Most patients with metastatic melanoma fail to respond to available therapies, the discovery of a viable investigational treatment with an established safety profile is a diehard need in oncology. The prohibitive costs and long lead times typically are two requirements to discover new cancer medicines.
Effectively sidestepping these barriers, researchers at the NYU Cancer Institute and the Ronald O. Perelman Department of Dermatology promisingly screened a library of already approved drugs for activity against the most deadly form of skin cancer. They have identified mebendazole, a drug used globally to treat parasitic infections, as a novel investigational agent for the treatment of chemotherapy-resistant malignant melanoma.
The phase I clinical trial is expected to begin next year at NYU Cancer Institute. “While rational drug design remains a perfectly valid way to develop cancer therapies, we also need approaches that are less costly and more productive of new effective treatments," said lead Seth J. Orlow, M.D. Ph.D., Chair of the Ronald O. Perelman Department of Dermatology at New York University School of Medicine.
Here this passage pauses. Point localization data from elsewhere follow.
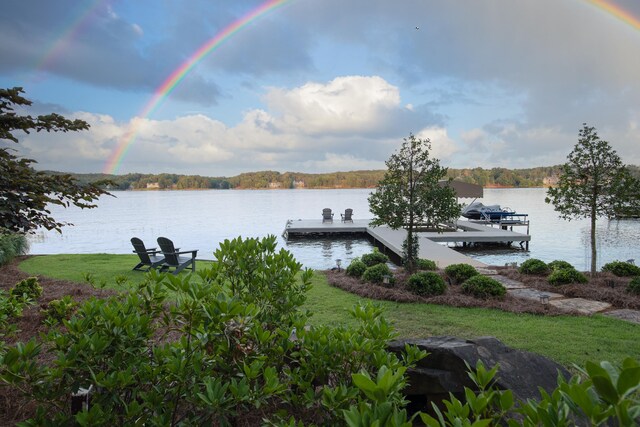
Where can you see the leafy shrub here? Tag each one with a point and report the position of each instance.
(634, 286)
(483, 287)
(356, 268)
(375, 257)
(59, 309)
(426, 283)
(27, 289)
(534, 266)
(377, 273)
(622, 269)
(565, 276)
(11, 245)
(560, 265)
(595, 396)
(458, 273)
(426, 264)
(10, 308)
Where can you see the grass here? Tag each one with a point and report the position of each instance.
(565, 339)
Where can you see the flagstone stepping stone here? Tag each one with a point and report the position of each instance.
(625, 314)
(532, 294)
(580, 305)
(509, 283)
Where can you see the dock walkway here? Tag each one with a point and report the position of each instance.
(430, 247)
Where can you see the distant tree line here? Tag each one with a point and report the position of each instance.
(495, 177)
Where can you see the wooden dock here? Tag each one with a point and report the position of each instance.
(430, 242)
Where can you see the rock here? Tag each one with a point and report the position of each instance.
(444, 370)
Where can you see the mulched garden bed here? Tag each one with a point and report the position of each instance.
(598, 289)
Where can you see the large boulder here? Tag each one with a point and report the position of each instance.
(444, 370)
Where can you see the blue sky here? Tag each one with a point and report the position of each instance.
(323, 86)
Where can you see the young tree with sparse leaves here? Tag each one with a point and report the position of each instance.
(25, 192)
(409, 195)
(593, 183)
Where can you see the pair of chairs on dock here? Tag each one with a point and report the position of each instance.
(167, 258)
(327, 215)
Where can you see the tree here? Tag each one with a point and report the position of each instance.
(593, 183)
(409, 195)
(25, 192)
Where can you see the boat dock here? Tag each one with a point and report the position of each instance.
(467, 233)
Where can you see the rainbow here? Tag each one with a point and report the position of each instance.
(62, 41)
(616, 11)
(114, 161)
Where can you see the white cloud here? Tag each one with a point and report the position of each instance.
(344, 105)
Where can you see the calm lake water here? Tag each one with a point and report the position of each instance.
(203, 219)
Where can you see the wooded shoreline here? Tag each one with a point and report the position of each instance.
(544, 176)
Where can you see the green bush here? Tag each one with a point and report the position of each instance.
(356, 268)
(426, 264)
(377, 273)
(622, 269)
(458, 273)
(59, 309)
(634, 286)
(565, 276)
(426, 283)
(375, 257)
(534, 266)
(600, 395)
(483, 287)
(27, 290)
(11, 245)
(560, 265)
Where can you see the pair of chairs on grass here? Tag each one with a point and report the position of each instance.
(167, 258)
(327, 215)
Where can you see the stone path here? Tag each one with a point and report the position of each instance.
(581, 305)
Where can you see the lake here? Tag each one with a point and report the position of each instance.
(202, 219)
The NYU researchers screened a library of 2,000 well-known drugs and identified members of the benzimidazole family for their ability to inhibit melanoma growth and induce programmed cell death (apoptosis) of malignant melanoma cells without affecting normal melanocytes (pigment-producing cells). The team selected mebendazole, of the identified benzimidazoles, for further study because it was known to be a well-tolerated, orally available drug with anti-cancer properties.
The discovery that took the team by surprise shows that mebendazole takes advantage of a special difference between a melanoma cell and normal melanocytes. Melanomas produce high levels of a protein called Bcl-2, which is known to protect certain cancer cells from apoptosis. The team saw that when a melanoma cancer cell was exposed to mebendazole, it resulted in inactivation of Bcl-2, allowing apoptosis to occur.
Mebendazole, is sold as a generic drug and has been used since the 1970s to treat roundworm, hookworm, pinworm, whipworm, and other worm-based parasitic infections. Previous research has also shown it to have some anti-tumor activity in lung and adreno-cortical cancer.